Derrubar um avião de grande porte, em pleno voo, é um empreendimento que exige alto grau de sofisticação militar. O Boeing 777 seguia normalmente sua rota entre Amsterdã, na Holanda, e Kuala Lumpur, na Malásia. Voava a 33.000 pés (cerca de 10.000 metros) de altitude, perto do limite autorizado pelo governo da Ucrânia para o tráfego aéreo nos céus do país, quando foi abatido. Mísseis capazes de atingir um alvo móvel a tal distância são guiados por radar e transportados em veículos parecidos com pequenos tanques – as “baterias”. Sofisticado e de difícil manejo, o sistema antiaéreo Buk, popular na antiga União Soviética, dificilmente poderia ser obtido e operado por guerrilheiros sem o apoio de uma potência militar.
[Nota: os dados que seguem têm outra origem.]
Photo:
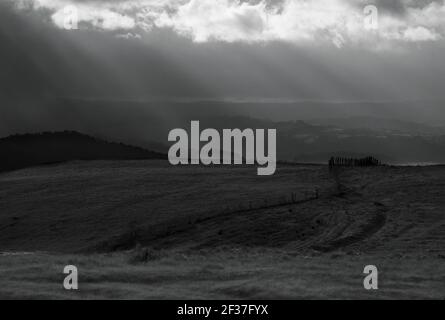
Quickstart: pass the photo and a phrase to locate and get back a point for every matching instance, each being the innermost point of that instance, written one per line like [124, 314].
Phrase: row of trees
[353, 162]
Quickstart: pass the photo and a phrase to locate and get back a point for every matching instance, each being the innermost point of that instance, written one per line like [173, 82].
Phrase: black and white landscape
[90, 89]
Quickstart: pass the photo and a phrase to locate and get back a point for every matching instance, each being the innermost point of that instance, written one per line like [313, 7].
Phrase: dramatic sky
[333, 50]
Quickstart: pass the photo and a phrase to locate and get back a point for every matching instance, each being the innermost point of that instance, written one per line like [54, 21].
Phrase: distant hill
[20, 151]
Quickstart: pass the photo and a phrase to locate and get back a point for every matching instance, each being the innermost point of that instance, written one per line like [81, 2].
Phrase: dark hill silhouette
[20, 151]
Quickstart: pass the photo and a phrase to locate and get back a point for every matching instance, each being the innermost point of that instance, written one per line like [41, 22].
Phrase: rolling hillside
[19, 151]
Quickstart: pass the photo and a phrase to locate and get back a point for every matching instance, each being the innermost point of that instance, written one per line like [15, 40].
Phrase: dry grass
[231, 274]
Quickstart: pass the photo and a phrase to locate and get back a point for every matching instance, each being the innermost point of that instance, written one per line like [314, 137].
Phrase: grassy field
[143, 229]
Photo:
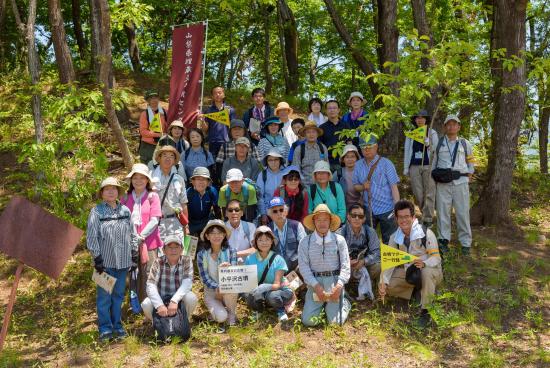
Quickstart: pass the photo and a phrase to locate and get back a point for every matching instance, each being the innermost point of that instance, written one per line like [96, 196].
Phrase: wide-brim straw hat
[218, 223]
[283, 105]
[140, 169]
[170, 149]
[310, 125]
[322, 208]
[110, 181]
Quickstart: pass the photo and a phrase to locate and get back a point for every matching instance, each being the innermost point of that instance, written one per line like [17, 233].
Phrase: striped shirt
[383, 178]
[109, 235]
[316, 254]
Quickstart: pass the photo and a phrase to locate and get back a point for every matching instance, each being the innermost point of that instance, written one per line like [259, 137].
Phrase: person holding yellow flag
[403, 278]
[419, 149]
[152, 125]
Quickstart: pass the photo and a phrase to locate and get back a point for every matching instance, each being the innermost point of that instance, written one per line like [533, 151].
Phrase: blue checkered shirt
[383, 178]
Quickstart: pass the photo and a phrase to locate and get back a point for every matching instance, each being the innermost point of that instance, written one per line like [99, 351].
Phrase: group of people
[272, 191]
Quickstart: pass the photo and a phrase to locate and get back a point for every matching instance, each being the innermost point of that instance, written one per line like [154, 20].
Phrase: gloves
[135, 257]
[98, 264]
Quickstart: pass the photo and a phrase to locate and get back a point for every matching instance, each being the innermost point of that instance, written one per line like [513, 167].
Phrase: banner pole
[204, 63]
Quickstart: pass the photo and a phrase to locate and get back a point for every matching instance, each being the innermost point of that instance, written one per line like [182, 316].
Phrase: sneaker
[105, 336]
[443, 246]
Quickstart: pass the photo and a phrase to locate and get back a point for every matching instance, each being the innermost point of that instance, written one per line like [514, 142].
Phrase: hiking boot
[443, 246]
[424, 319]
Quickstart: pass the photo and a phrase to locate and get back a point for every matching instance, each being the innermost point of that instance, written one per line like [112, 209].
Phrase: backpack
[313, 190]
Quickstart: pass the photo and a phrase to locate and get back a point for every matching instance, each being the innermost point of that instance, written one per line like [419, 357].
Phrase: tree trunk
[77, 29]
[366, 67]
[105, 69]
[63, 57]
[493, 205]
[290, 33]
[133, 49]
[267, 50]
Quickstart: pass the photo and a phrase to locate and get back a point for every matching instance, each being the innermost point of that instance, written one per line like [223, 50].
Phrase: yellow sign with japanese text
[392, 257]
[221, 116]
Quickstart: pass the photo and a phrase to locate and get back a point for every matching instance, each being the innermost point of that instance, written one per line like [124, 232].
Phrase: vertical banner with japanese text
[185, 82]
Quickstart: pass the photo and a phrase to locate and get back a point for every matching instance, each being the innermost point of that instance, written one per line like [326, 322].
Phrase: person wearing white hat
[325, 191]
[113, 246]
[324, 263]
[453, 155]
[356, 101]
[170, 281]
[237, 188]
[272, 289]
[144, 205]
[217, 253]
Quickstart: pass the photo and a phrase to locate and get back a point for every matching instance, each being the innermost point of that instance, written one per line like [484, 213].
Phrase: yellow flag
[392, 257]
[418, 134]
[221, 116]
[155, 124]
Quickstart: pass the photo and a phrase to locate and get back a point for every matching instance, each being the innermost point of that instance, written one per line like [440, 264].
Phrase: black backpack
[171, 326]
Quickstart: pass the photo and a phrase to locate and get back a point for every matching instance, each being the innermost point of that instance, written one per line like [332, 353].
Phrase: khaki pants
[400, 288]
[449, 196]
[220, 310]
[423, 187]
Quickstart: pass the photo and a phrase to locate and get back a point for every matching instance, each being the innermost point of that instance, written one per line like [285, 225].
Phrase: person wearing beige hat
[308, 154]
[171, 190]
[324, 264]
[344, 175]
[283, 112]
[242, 160]
[144, 205]
[355, 117]
[217, 253]
[325, 191]
[114, 249]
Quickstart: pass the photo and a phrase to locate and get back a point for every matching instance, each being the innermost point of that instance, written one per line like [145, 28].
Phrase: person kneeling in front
[169, 282]
[324, 263]
[421, 242]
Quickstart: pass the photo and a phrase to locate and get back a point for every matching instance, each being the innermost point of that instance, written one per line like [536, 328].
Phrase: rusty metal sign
[37, 238]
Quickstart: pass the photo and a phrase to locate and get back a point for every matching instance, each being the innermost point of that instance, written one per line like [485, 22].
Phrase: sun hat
[140, 169]
[359, 95]
[421, 113]
[110, 181]
[452, 117]
[283, 105]
[322, 208]
[151, 93]
[243, 140]
[310, 125]
[201, 172]
[273, 153]
[264, 230]
[173, 238]
[321, 166]
[219, 223]
[234, 175]
[167, 148]
[349, 148]
[275, 202]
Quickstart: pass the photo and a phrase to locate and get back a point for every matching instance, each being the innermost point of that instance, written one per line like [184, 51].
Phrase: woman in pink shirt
[144, 204]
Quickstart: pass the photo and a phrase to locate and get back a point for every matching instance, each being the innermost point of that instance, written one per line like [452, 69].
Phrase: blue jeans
[109, 305]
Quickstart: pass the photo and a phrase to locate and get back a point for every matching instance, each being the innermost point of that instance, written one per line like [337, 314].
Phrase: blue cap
[276, 201]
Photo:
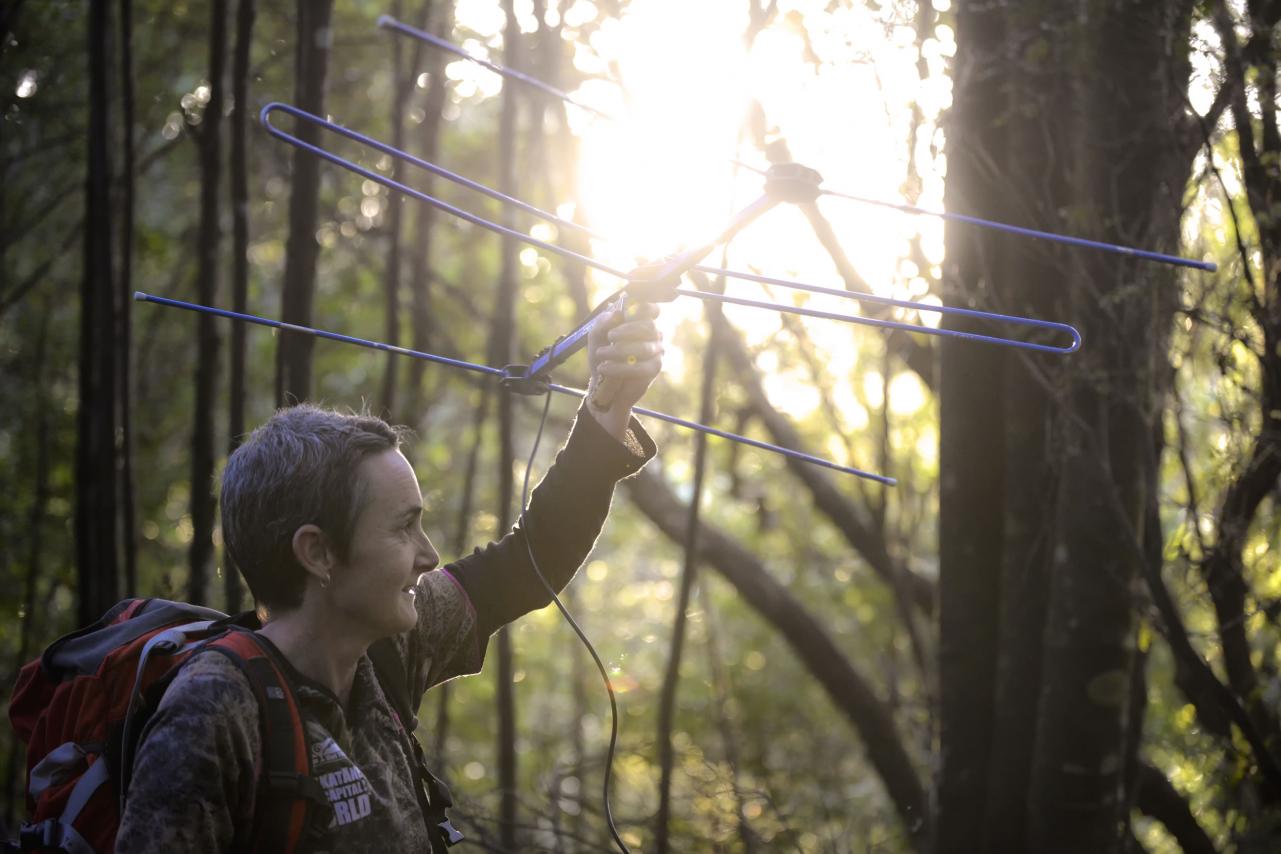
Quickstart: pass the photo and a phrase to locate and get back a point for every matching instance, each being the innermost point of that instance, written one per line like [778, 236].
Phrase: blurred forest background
[1057, 633]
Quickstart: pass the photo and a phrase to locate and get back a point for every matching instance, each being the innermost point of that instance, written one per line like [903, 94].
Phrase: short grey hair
[299, 467]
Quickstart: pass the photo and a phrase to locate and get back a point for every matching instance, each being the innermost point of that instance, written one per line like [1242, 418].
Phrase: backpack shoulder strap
[286, 789]
[433, 795]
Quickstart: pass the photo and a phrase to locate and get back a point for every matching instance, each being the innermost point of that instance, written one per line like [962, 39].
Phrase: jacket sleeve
[463, 603]
[194, 772]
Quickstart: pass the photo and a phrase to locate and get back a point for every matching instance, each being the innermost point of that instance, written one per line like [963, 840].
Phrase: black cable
[582, 635]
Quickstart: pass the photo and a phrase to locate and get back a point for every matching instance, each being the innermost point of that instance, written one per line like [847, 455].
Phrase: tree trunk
[671, 677]
[293, 352]
[124, 300]
[209, 140]
[501, 347]
[1129, 183]
[238, 161]
[402, 85]
[429, 149]
[96, 489]
[971, 453]
[16, 779]
[1033, 77]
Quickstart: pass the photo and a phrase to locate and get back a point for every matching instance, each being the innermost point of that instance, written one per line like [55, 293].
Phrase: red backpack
[82, 706]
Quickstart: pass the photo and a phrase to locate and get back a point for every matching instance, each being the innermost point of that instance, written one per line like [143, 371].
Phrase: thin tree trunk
[96, 524]
[245, 14]
[293, 352]
[209, 138]
[723, 690]
[429, 149]
[35, 555]
[124, 334]
[671, 677]
[501, 347]
[1129, 179]
[459, 544]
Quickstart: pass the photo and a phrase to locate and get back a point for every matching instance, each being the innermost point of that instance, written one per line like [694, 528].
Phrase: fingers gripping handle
[607, 387]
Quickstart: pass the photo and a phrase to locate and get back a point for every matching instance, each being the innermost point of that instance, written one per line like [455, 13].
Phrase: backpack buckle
[46, 834]
[450, 834]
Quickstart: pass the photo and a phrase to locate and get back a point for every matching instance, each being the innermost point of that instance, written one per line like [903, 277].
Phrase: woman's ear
[314, 552]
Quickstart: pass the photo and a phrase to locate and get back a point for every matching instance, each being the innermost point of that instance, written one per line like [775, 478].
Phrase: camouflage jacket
[195, 773]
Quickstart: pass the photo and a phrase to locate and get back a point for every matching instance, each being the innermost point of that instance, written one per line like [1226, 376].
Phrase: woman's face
[374, 587]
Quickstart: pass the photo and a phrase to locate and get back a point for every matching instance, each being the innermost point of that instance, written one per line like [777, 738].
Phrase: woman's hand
[625, 354]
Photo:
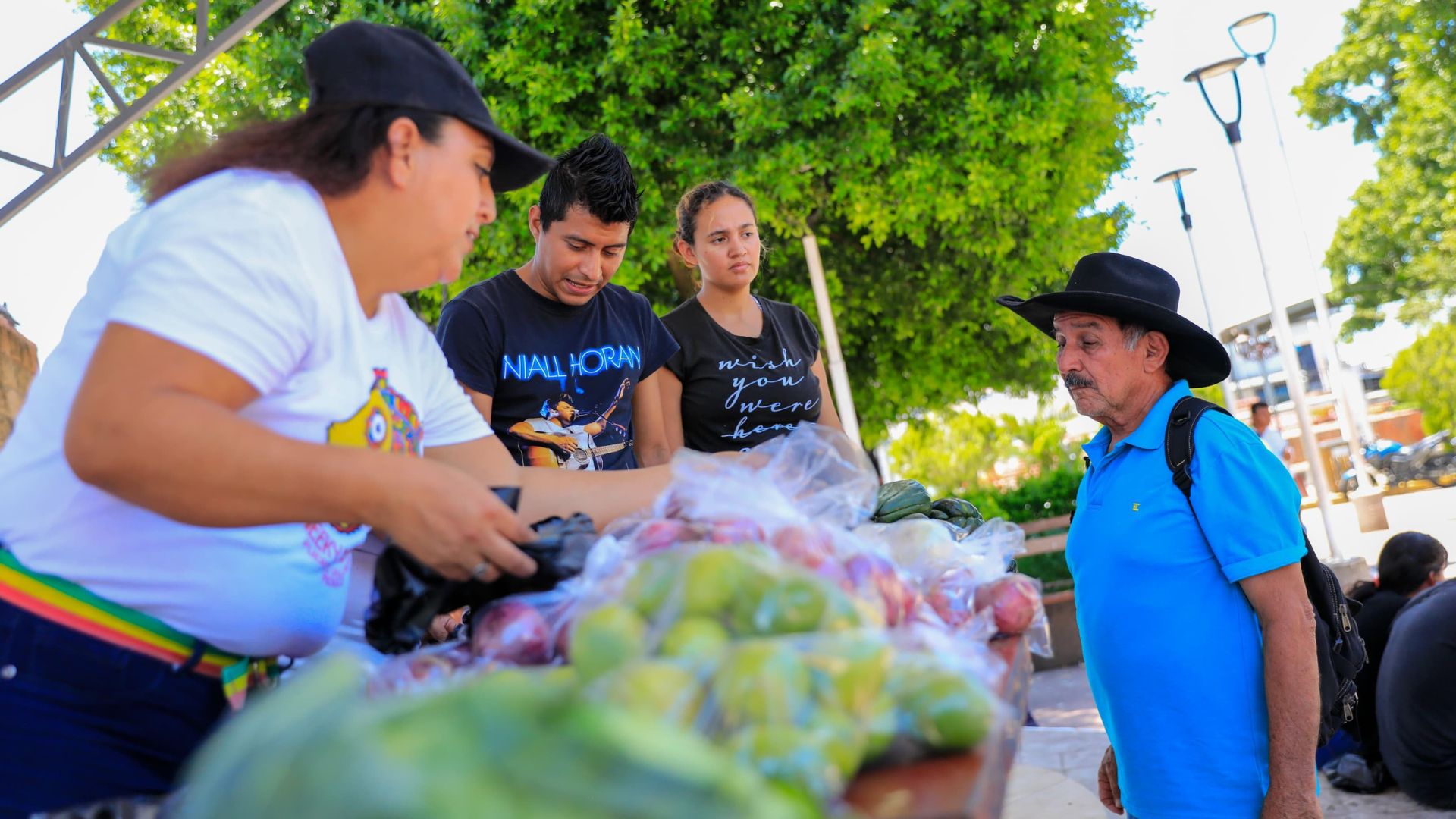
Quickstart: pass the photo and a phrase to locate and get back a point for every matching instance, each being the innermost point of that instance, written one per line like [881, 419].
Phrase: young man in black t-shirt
[558, 359]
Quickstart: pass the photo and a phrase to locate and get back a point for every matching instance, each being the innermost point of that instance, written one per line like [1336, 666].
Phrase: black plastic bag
[408, 595]
[1356, 774]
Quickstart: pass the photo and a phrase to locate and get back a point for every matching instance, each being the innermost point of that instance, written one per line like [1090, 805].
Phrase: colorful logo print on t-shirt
[386, 422]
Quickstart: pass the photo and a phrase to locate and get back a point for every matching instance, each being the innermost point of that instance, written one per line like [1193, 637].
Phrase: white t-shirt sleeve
[449, 416]
[226, 284]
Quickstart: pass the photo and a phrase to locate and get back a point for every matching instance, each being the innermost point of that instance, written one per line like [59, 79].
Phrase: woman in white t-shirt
[239, 397]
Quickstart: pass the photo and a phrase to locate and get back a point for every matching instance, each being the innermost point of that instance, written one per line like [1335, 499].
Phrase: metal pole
[839, 376]
[1334, 369]
[1207, 308]
[1292, 371]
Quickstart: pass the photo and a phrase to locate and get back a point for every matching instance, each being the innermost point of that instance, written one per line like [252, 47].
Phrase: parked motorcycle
[1432, 458]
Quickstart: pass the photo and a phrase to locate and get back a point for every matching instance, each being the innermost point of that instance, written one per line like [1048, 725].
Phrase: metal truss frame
[73, 49]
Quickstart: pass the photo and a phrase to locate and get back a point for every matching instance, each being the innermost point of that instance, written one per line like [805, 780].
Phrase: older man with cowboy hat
[1196, 626]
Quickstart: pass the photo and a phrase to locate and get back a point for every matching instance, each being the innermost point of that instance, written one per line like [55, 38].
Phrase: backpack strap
[1178, 439]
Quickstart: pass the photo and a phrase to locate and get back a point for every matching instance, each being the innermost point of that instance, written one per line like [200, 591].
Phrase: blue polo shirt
[1172, 646]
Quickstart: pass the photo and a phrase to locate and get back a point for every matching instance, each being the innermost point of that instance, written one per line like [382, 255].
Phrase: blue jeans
[83, 720]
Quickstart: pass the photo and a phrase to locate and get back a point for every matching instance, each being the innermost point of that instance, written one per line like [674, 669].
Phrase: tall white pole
[837, 375]
[1334, 369]
[1293, 376]
[1207, 308]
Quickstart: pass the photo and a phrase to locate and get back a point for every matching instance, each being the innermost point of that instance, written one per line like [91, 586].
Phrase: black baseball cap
[360, 63]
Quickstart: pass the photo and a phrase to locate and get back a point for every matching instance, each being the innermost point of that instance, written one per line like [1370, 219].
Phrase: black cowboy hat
[1131, 290]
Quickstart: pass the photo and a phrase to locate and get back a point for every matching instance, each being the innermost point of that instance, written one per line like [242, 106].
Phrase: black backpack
[1337, 639]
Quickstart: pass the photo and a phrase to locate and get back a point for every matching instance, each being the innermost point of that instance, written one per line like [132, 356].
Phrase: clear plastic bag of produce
[789, 667]
[807, 710]
[520, 742]
[965, 580]
[810, 474]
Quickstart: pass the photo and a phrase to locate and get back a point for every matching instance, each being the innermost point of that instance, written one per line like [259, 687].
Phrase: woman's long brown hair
[331, 150]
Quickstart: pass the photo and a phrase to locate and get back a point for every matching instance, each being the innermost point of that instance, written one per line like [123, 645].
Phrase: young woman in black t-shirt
[747, 369]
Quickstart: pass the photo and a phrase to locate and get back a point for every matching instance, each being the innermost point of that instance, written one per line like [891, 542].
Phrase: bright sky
[52, 246]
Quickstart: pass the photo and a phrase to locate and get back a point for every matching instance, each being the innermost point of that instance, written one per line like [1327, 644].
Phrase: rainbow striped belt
[73, 607]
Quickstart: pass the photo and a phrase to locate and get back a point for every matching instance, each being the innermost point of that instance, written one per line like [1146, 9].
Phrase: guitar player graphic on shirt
[558, 441]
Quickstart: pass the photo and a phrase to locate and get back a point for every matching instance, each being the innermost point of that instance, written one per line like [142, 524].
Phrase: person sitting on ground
[1410, 563]
[1416, 708]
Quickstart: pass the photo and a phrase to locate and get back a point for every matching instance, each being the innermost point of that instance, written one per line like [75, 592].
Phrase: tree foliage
[1424, 375]
[944, 152]
[1394, 76]
[962, 452]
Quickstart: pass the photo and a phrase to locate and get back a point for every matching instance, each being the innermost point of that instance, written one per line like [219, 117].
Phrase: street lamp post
[1277, 316]
[1177, 177]
[1334, 369]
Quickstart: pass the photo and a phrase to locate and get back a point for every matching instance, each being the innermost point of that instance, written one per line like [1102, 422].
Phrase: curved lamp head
[1175, 175]
[1231, 127]
[1215, 71]
[1247, 27]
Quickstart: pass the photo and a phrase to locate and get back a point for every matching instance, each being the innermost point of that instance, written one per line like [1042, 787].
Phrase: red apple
[805, 545]
[874, 575]
[660, 534]
[736, 531]
[1014, 601]
[513, 632]
[951, 596]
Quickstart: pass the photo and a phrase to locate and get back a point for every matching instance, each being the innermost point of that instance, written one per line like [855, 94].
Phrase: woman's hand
[452, 522]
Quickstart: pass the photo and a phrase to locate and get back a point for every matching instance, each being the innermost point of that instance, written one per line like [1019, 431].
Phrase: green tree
[1424, 375]
[959, 452]
[1391, 76]
[944, 152]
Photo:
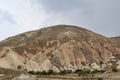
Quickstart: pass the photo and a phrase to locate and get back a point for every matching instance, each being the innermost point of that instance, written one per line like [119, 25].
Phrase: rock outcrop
[59, 47]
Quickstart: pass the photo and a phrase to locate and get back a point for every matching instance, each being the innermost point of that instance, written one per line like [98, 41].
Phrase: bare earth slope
[59, 47]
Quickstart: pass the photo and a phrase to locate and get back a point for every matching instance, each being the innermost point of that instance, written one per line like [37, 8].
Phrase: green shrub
[99, 78]
[114, 70]
[78, 70]
[38, 73]
[19, 67]
[82, 73]
[32, 72]
[69, 71]
[95, 71]
[50, 72]
[63, 72]
[43, 73]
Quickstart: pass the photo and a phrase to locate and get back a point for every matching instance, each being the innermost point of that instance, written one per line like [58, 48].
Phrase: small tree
[50, 72]
[19, 67]
[31, 72]
[43, 73]
[63, 72]
[114, 70]
[82, 73]
[78, 70]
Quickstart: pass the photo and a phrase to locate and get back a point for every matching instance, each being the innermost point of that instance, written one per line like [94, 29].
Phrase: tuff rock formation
[59, 47]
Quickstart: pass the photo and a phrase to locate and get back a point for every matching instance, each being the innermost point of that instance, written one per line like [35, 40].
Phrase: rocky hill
[59, 47]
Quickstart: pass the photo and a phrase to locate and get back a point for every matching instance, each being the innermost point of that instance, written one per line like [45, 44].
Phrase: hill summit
[59, 47]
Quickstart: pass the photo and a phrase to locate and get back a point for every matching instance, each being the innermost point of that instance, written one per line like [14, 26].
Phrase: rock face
[59, 47]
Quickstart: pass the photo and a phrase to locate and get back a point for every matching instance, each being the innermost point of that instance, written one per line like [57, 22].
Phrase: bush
[114, 70]
[19, 67]
[38, 73]
[82, 73]
[63, 72]
[78, 70]
[69, 71]
[43, 73]
[95, 71]
[50, 72]
[32, 72]
[99, 78]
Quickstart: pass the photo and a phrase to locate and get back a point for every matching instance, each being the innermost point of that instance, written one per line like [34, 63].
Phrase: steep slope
[116, 41]
[63, 47]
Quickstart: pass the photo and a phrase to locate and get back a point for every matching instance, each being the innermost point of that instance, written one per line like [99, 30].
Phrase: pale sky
[101, 16]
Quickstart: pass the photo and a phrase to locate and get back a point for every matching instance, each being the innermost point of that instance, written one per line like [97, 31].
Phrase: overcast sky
[17, 16]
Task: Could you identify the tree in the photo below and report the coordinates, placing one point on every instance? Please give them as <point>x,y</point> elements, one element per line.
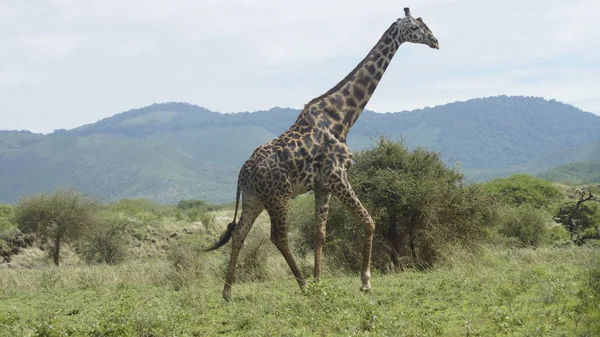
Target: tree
<point>106,241</point>
<point>56,218</point>
<point>575,216</point>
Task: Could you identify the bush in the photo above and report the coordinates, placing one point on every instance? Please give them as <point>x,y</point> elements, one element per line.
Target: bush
<point>106,241</point>
<point>523,189</point>
<point>56,218</point>
<point>418,205</point>
<point>526,224</point>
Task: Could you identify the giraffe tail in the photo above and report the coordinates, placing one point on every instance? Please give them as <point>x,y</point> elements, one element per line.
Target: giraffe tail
<point>231,226</point>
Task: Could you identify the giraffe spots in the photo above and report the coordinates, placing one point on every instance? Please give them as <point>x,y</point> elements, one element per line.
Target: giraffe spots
<point>371,69</point>
<point>362,81</point>
<point>337,129</point>
<point>372,88</point>
<point>334,114</point>
<point>359,93</point>
<point>351,102</point>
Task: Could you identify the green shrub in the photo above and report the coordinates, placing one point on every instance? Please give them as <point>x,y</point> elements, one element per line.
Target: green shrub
<point>141,209</point>
<point>56,218</point>
<point>106,241</point>
<point>418,204</point>
<point>523,189</point>
<point>526,224</point>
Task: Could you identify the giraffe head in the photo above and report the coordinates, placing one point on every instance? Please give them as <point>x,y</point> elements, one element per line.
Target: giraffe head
<point>415,31</point>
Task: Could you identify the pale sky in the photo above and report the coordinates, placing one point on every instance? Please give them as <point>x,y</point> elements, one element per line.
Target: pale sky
<point>64,63</point>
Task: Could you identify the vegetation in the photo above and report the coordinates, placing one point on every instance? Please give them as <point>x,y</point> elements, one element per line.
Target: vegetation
<point>581,219</point>
<point>420,207</point>
<point>523,189</point>
<point>57,218</point>
<point>159,152</point>
<point>574,173</point>
<point>450,259</point>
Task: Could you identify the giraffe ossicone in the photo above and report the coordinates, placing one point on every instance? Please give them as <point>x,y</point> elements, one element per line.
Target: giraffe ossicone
<point>312,155</point>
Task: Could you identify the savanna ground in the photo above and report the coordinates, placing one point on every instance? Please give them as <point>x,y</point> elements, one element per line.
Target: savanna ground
<point>168,288</point>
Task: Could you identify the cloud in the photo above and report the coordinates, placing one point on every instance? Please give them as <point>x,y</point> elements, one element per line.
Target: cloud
<point>69,62</point>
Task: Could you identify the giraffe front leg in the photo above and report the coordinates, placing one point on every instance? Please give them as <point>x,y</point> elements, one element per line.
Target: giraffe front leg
<point>278,214</point>
<point>250,212</point>
<point>321,211</point>
<point>344,192</point>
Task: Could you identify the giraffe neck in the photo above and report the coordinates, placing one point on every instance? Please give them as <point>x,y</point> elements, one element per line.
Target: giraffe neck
<point>340,107</point>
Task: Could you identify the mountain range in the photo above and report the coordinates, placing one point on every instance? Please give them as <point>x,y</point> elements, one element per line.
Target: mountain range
<point>172,151</point>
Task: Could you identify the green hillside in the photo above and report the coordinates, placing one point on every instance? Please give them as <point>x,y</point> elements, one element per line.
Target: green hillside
<point>172,151</point>
<point>574,173</point>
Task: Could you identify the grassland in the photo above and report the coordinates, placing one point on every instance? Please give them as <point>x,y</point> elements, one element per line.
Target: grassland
<point>496,291</point>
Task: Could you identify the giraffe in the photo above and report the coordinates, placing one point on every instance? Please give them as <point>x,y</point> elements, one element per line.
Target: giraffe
<point>312,155</point>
Qualquer que seja o culpado pelo disparo do míssil, a Rússia já tem responsabilidade por perder o controle da segurança aérea numa área de sua influência. Outros incidentes ocorreram nos últimos meses, como a derrubada, em junho, de um avião cargueiro ucraniano com 49 pessoas a bordo. Todos morreram. “Costumamos ver o céu como um espaço livre, mas não é verdade”, diz David Woods, consultor da investigação da queda do ônibus espacial Columbia e do voo Air France 447. “Os órgãos internacionais de aviação terão de reavaliar o risco de voar no espaço aéreo da Ucrânia e as melhores formas de evitá-lo.” Em 14 de junho, a autoridade de aviação do Reino Unido orientou as empresas aéreas a contornar a Ucrânia. Horas após a queda do avião da Malaysia Airlines, o governo da Ucrânia fechou seu espaço aéreo. Foi quase uma formalidade, uma vez que, voluntariamente, diversas empresas já haviam anunciado o desvio de suas rotas da região. O conflito na Ucrânia já produz consequências trágicas a 10 quilômetros de altitude. Se as lideranças mundiais não souberem agir para contê- lo, ele continuará a se alastrar.